The Democratic president’s trip to the Brent Spence Bridge, which is getting a load of federal cash under the bipartisan infrastructure law, came as Washington was gripped by the GOP’s inability to unify behind a candidate for House speaker.
The bridge visit is part of a renewed push by Biden to highlight the 2021 bipartisan infrastructure law, which contains $1 trillion for roads and bridges, broadband networks and water projects across America. The money will be critical not just for the communities getting the help but to the Democratic president’s political theory that voters are hungry for bipartisanship that delivers tangible results.

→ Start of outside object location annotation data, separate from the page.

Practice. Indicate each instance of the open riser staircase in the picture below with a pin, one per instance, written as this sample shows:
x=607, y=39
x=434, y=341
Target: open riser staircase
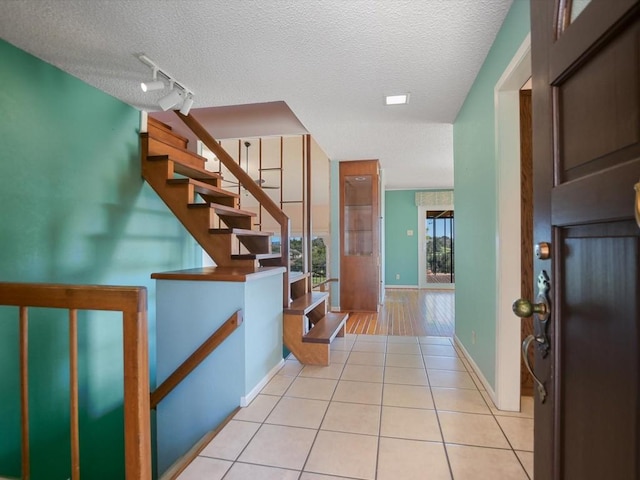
x=213, y=217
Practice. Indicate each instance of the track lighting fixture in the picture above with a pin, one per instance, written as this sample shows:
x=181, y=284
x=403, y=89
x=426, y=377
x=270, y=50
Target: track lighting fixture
x=155, y=84
x=187, y=104
x=178, y=91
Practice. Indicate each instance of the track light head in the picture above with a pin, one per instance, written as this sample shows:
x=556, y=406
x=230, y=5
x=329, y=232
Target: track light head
x=151, y=86
x=155, y=84
x=170, y=100
x=187, y=104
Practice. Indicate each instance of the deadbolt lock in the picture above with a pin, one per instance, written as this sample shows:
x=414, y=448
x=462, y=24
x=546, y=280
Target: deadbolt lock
x=543, y=251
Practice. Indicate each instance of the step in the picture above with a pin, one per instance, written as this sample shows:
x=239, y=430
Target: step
x=199, y=174
x=298, y=283
x=255, y=256
x=305, y=303
x=239, y=232
x=224, y=210
x=180, y=155
x=164, y=132
x=254, y=241
x=326, y=329
x=210, y=193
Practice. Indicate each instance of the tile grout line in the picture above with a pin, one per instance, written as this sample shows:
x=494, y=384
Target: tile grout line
x=435, y=408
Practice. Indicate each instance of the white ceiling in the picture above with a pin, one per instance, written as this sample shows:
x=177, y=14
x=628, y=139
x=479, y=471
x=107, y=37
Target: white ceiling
x=330, y=61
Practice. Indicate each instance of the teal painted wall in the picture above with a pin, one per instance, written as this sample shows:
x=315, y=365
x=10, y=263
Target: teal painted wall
x=401, y=250
x=74, y=210
x=475, y=197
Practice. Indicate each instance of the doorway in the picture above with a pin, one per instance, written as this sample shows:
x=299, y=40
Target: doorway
x=439, y=249
x=508, y=240
x=436, y=246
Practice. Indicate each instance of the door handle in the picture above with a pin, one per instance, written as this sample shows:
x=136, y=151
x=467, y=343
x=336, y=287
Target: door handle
x=524, y=308
x=542, y=392
x=541, y=311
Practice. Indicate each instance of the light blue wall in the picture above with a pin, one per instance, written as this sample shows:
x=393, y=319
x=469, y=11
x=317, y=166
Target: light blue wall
x=74, y=210
x=475, y=197
x=401, y=250
x=263, y=328
x=188, y=313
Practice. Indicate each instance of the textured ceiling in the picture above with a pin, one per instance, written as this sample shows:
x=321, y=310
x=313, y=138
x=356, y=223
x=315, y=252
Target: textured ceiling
x=330, y=61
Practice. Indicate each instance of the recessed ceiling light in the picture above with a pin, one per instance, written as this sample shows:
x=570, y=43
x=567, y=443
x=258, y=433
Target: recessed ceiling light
x=396, y=99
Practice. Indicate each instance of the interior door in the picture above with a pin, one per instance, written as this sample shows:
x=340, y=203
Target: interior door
x=359, y=236
x=586, y=144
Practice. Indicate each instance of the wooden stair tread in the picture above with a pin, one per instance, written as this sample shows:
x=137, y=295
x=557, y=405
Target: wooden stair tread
x=154, y=122
x=325, y=329
x=190, y=171
x=255, y=256
x=224, y=210
x=203, y=188
x=305, y=303
x=297, y=276
x=239, y=232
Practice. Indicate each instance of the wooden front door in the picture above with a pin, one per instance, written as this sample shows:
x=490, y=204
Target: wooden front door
x=586, y=144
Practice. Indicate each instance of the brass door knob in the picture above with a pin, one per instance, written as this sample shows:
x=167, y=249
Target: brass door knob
x=524, y=308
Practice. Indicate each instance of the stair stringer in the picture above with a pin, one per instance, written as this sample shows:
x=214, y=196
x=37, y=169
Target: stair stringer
x=197, y=221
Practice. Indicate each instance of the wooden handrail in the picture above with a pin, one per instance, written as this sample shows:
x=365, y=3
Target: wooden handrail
x=322, y=285
x=132, y=302
x=253, y=188
x=196, y=358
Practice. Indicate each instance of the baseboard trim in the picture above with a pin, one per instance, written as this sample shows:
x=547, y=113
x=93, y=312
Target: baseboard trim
x=247, y=399
x=185, y=460
x=485, y=383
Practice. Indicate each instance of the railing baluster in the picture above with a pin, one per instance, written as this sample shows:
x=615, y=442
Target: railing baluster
x=132, y=302
x=137, y=442
x=73, y=394
x=24, y=390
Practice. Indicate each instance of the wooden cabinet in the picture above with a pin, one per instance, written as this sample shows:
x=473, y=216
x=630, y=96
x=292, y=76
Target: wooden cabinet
x=359, y=236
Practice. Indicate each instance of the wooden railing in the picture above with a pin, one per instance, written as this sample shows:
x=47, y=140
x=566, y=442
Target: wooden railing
x=196, y=358
x=132, y=302
x=252, y=187
x=322, y=286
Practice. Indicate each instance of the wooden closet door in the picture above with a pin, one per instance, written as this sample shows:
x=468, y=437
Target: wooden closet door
x=359, y=235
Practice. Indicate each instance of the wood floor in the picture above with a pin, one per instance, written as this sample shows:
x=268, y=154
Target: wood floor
x=412, y=312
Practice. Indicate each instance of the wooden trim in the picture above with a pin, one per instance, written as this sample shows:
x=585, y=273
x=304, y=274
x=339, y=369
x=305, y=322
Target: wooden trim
x=79, y=297
x=253, y=188
x=73, y=395
x=219, y=274
x=196, y=358
x=24, y=391
x=183, y=462
x=308, y=231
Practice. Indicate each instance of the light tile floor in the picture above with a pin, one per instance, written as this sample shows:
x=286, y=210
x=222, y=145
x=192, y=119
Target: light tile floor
x=386, y=408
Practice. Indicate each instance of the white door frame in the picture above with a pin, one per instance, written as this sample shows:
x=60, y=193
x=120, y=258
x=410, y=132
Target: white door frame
x=422, y=260
x=508, y=270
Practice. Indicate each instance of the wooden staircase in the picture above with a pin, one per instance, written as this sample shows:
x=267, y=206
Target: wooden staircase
x=213, y=217
x=309, y=327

Biden was joined by Senate Republican leader Mitch McConnell — a frequent foil of Democrats — who greeted the president at the local airport and and rode with him in his limousine to the riverfront. McConnell was one of 19 Senate Republicans to support the infrastructure law and has said repairing the Brent Spence has long been a priority.
Biden’s appearance with McConnell was meant to appeal to newly empowered Republicans to find additional areas of cooperation in the new Congress.
“We all know these are really partisan times. But I always feel that no matter who gets elected, once it’s all over, we ought to look for things that we can agree on and try to do those, even while we have big differences on other things,” McConnell said in brief remarks before Biden took the stage, calling the bridge an example of bipartisanship that the “country needs to see.”